Review — Big Transfer (BiT): General Visual Representation Learning
Pretraining Using Large Model and Large Datasets, Better Performance for Downstream Tasks
Big Transfer (BiT): General Visual Representation Learning
BiT, by Google Research, Brain Team, Zürich, Switzerland
2020 ECCV, Over 300 Citations (Sik-Ho Tsang @ Medium)
- Pretraining is revisited.
- Big Transfer (BiT) is proposed to scale up pretraining.
Outline
- Big Transfer (BiT)
- Experimental Results
1. Big Transfer (BiT)
- Upstream components are those used during pre-training, and downstream are those used during fine-tuning to a new task.
1.1. Upstream Pre-Training
- The first component is scale. It is well-known in deep learning that larger networks perform better on their respective tasks. Further, it is recognized that larger datasets require larger architectures to realize benefits.
- The interplay between computational budget (training time), architecture size, and dataset size, is investigated.
For this, three BiT models are trained on three large datasets: ILSVRC-2012 [39] which contains 1.3M images (BiT-S), ImageNet-21k [6] which contains 14M images (BiT-M), and JFT [43] which contains 300M images (BiT-L).
- The second component is Group Normalization (GN) [52] and Weight Standardization (WS) [28].
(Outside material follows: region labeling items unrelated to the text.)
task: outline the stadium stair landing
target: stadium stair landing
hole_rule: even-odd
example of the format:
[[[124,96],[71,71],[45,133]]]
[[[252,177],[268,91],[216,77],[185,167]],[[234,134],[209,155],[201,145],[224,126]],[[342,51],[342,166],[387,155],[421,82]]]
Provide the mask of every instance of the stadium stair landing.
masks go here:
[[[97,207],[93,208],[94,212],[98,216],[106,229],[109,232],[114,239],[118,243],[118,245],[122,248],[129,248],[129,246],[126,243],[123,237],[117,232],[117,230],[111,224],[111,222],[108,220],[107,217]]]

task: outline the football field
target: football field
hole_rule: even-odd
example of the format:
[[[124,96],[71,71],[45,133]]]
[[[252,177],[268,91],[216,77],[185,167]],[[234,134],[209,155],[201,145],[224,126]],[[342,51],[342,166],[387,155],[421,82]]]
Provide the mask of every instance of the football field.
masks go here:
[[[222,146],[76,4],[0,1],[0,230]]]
- BN is detrimental to Big Transfer for two reasons. First, when training large models with small per-device batches, BN performs poorly or incurs inter-device synchronization cost. Second, due to the requirement to update running statistics, BN is detrimental for transfer.
- GN, when combined with WS, has been shown to improve performance on small-batch training for ImageNet and COCO [28].
The combination of GN and WS is useful for training with large batch sizes, and has a significant impact on transfer learning.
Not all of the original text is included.